By Phyllis Dolinsky
Definition: loving the person as they are without letting the way you wish them to be get in the way.
Very often when we think of grandparents and their interaction with their “perfect” grandchildren, we use the term “unconditional love.” They seem to get it just right.
So let’s look at this term: It’s something we all want, and it is something we can all give. It’s free. Yet the ugly truth is that we think more of unconditional love and grandparents than we think of unconditional love and parents. Most parents will eventually go on to be grandparents and like magic become endowed with unconditional love, but how does this happen?
When our children are newborns, they are perfect in our eyes, and we imagine our perfect children living in a perfect world. Yet we don’t live in the perfect world we want for our children. To give them that, we have to go out and work and make sacrifices of ourselves (and our precious gift of time). The very act of doing what we think we must do is part of the downfall in giving unconditional love. The stress of this additional burden at times overflows and impacts how we behave with our loved ones every day. We forget or bury some of the idealistic values we had.

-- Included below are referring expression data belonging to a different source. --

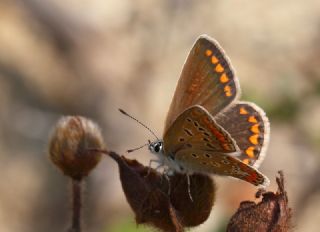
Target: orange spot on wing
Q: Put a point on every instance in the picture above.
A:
(224, 78)
(252, 178)
(255, 128)
(250, 152)
(243, 110)
(227, 90)
(245, 161)
(214, 60)
(219, 68)
(208, 52)
(252, 119)
(254, 139)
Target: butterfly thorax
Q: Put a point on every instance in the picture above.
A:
(157, 148)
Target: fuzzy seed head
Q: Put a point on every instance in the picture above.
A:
(69, 146)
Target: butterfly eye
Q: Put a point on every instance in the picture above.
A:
(157, 147)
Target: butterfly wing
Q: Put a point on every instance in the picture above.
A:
(207, 79)
(221, 164)
(250, 128)
(197, 143)
(195, 128)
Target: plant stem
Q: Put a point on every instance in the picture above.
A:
(76, 205)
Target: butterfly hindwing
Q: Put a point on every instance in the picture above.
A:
(195, 128)
(194, 160)
(207, 79)
(249, 127)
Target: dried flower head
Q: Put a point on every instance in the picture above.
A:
(69, 146)
(271, 214)
(163, 201)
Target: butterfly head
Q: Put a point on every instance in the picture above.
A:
(156, 147)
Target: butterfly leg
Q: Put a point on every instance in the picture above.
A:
(160, 164)
(189, 185)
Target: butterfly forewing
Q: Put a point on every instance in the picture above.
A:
(207, 79)
(195, 160)
(195, 128)
(249, 127)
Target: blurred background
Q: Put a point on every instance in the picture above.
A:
(91, 57)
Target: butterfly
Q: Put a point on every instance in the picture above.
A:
(207, 129)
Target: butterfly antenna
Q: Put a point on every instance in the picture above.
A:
(134, 149)
(125, 113)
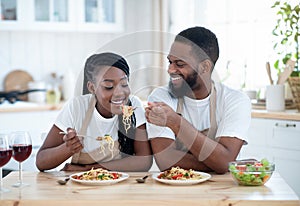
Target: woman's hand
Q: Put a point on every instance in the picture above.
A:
(73, 143)
(161, 114)
(74, 167)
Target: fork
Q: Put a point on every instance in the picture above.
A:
(80, 135)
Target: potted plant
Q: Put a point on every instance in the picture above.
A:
(287, 34)
(286, 45)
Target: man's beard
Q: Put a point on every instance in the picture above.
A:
(187, 86)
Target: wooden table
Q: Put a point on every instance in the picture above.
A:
(219, 190)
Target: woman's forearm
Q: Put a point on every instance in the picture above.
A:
(50, 158)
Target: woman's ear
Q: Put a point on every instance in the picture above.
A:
(91, 87)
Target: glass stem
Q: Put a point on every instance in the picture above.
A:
(20, 173)
(1, 183)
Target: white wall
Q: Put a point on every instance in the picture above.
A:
(41, 53)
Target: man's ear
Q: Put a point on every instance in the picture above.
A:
(205, 66)
(91, 87)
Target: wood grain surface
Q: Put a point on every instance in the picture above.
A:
(219, 190)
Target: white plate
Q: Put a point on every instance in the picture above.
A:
(205, 176)
(100, 182)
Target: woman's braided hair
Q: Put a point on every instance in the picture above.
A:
(92, 66)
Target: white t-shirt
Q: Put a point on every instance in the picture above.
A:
(233, 112)
(73, 114)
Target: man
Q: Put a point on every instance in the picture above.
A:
(193, 122)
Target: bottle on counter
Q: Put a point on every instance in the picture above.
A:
(53, 94)
(37, 96)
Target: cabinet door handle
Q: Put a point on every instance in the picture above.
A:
(285, 125)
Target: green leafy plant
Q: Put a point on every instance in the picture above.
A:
(287, 34)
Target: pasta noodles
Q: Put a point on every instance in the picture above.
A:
(110, 142)
(98, 174)
(177, 173)
(127, 112)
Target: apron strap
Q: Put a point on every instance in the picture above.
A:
(211, 133)
(85, 124)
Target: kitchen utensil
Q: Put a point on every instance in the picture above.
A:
(17, 80)
(283, 76)
(81, 135)
(142, 180)
(63, 182)
(269, 72)
(14, 96)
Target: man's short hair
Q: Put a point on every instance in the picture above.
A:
(201, 39)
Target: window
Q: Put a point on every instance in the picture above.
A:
(244, 31)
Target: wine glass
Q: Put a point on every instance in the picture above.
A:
(21, 146)
(5, 155)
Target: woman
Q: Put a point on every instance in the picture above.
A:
(97, 114)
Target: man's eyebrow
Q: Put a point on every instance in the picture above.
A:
(111, 80)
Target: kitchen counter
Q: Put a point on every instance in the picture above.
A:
(219, 190)
(285, 115)
(22, 106)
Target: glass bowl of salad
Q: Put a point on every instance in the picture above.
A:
(251, 173)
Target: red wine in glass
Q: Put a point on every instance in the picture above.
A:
(22, 148)
(5, 155)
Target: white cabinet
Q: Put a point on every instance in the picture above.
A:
(37, 123)
(62, 15)
(279, 141)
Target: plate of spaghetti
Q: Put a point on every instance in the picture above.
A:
(99, 177)
(179, 176)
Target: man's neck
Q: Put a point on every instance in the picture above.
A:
(200, 93)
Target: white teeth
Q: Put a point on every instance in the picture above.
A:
(117, 102)
(175, 78)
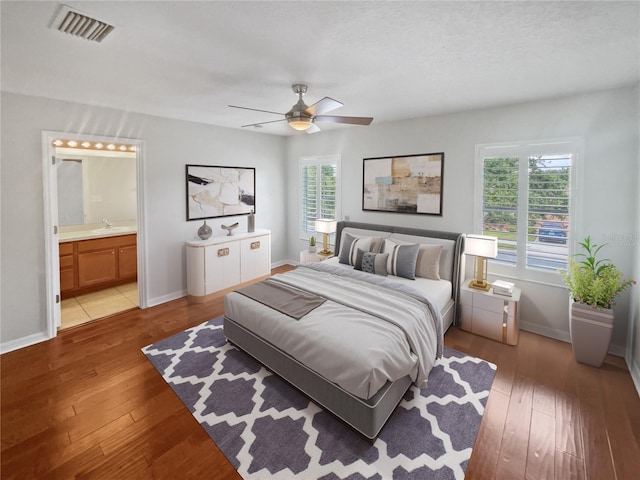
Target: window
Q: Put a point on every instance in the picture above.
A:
(524, 197)
(319, 191)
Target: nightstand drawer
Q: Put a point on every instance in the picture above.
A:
(490, 315)
(491, 304)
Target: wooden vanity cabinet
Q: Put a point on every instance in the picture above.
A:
(67, 267)
(98, 263)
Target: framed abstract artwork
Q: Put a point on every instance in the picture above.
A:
(214, 191)
(403, 184)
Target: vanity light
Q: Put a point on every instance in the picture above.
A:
(123, 147)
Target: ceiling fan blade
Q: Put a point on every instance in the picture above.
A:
(256, 110)
(351, 120)
(262, 123)
(322, 106)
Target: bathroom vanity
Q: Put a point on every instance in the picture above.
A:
(92, 264)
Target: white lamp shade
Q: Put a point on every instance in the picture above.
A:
(326, 225)
(481, 246)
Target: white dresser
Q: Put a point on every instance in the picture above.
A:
(489, 314)
(224, 262)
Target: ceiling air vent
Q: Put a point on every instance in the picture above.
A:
(80, 25)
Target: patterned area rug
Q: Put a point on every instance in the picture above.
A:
(269, 430)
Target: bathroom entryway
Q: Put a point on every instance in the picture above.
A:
(93, 206)
(104, 303)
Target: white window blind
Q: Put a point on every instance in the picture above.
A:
(525, 199)
(319, 188)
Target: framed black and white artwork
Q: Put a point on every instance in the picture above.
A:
(403, 184)
(214, 191)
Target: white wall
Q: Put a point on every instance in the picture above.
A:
(633, 342)
(169, 145)
(110, 189)
(608, 122)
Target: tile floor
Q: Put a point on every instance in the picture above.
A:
(91, 306)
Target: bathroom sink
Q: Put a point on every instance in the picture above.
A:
(106, 230)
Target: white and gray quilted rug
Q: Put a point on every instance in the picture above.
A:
(268, 430)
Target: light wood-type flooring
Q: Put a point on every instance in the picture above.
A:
(89, 405)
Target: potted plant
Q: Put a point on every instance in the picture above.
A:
(593, 285)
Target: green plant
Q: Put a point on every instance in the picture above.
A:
(591, 281)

This does not have to happen when we realize the priorities we set for ourselves are still there. We just have to dig deeper to keep them in the forefront.
Respect for our children, no matter their age, breeds respect back not only to you but all the other people in their world. Positive feedback works. Negative does not.
Yes, there are ups and downs, but consistent loving and positive behavior help develop loving, self-assured children who go on to become future loving parents themselves and assets to the community.
The beauty of the above is that we get back the unconditional love. It’s like putting money in the bank for future use. It gives you a secure, contented feeling that has more value than all the riches in the world.